The agents will, we’re told, be able to use Rubrik-generated copies of a customer’s proprietary data to build retrieval-augmented generated responses that are intended to be more accurate and relevant to user requests made within the customer’s IT environment.
Rubrik’s Annapurna will provide security-protected data from its Rubrik Security Cloud to large language model (LLM) AI Agents from Amazon’s Bedrock model store. These models need to access source data that has been transformed into vector embeddings stored in a vector database. More information has emerged about how this process will take place.
Chief Product Officer Anneka Gupta told us: “The vectorization will be initialized through Rubrik Security Cloud (RSC), which does not require customers to bring their own embedding model or vector database to facilitate. Through RSC, customers can leverage Amazon Bedrock and Azure OpenAI LLM and embedding models to create and deliver secure data embeddings for Gen AI apps.”
That sorts out how data will be transformed into vectors. These then have to be made available to LLMs responding to user requests.
Gupta added: “Embeddings will be stored in a vector database managed by Rubrik Security Cloud. The database itself may be through a third party provider such as Pinecone or Azure AI search, but the data is held as vectors and not chunk content.”
Azure AI Search, previously called Azure Cognitive Search, is an information retrieval system for mixed type content that has been ingested into a search index. It “is the recommended retrieval system for building RAG-based applications on Azure, with native LLM integrations between Azure OpenAI Service and Azure Machine Learning, and multiple strategies for relevance tuning.”

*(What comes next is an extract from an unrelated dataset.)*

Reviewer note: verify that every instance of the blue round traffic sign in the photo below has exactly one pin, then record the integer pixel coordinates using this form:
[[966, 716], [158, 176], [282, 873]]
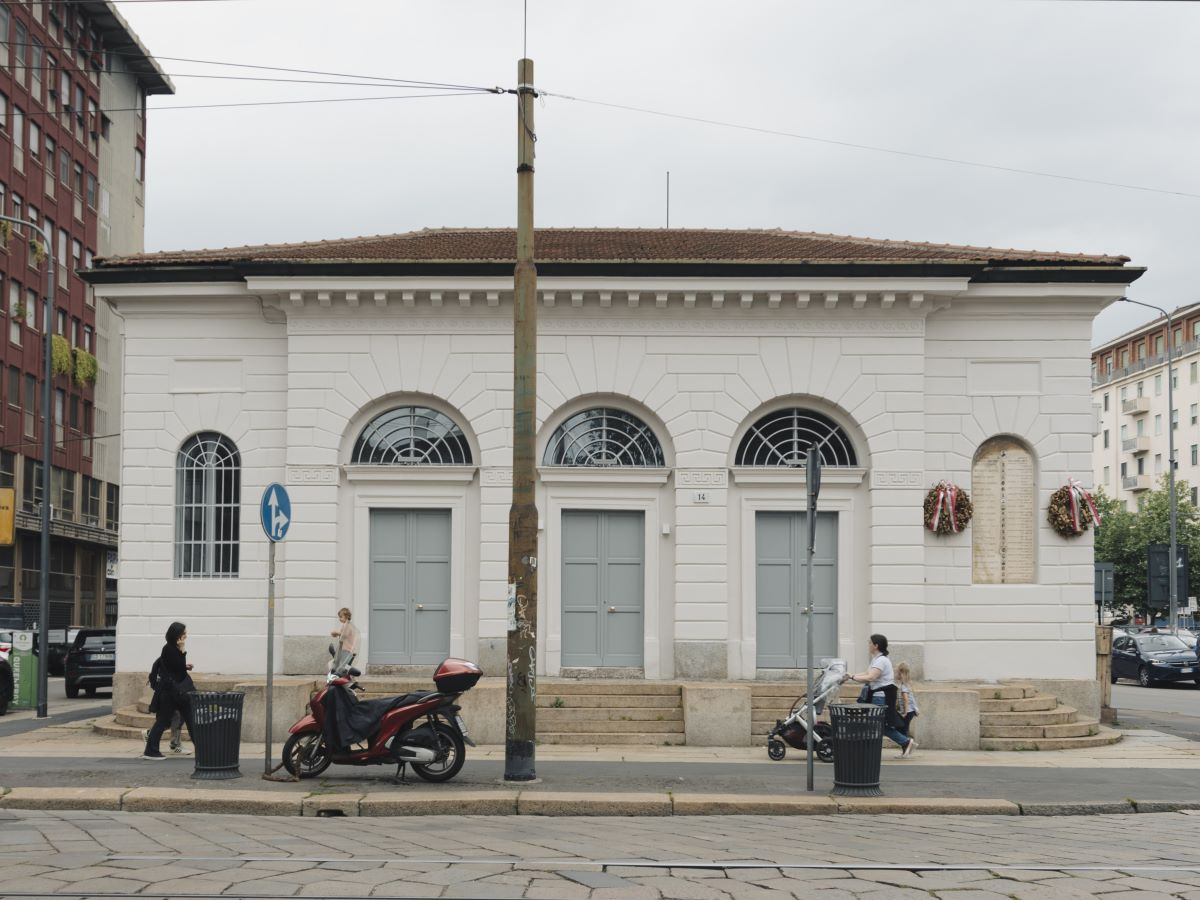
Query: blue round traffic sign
[[275, 511]]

The indexing process includes vectorization: “Rich indexing … This includes integrated data chunking and vectorization for RAG, lexical analysis for text, and optional applied AI for content extraction and enrichment.”
“Indexing is an intake process that loads content into your search service and makes it searchable. Internally, inbound text is processed into tokens and stored in inverted indexes, and inbound vectors are stored in vector indexes. The document format that Azure AI Search can index is JSON. You can upload JSON documents that you’ve assembled, or use an indexer to retrieve and serialize your data into JSON.”
We noted that Annapurna provides data embeddings generated from data stored in the Rubrik Security Cloud, meaning backed-up data. Could Annapurna also provide access to real-time data, meaning data created and not yet captured by the Rubrik Security Cloud?
Gupta said: “Today, Annapurna will leverage data, metadata and permissions stored in Rubrik Security Cloud, which refresh dynamically. We are not focused on real-time data sources outside of Rubrik Security Cloud at this time, however we are always looking at ways to enhance our innovations.”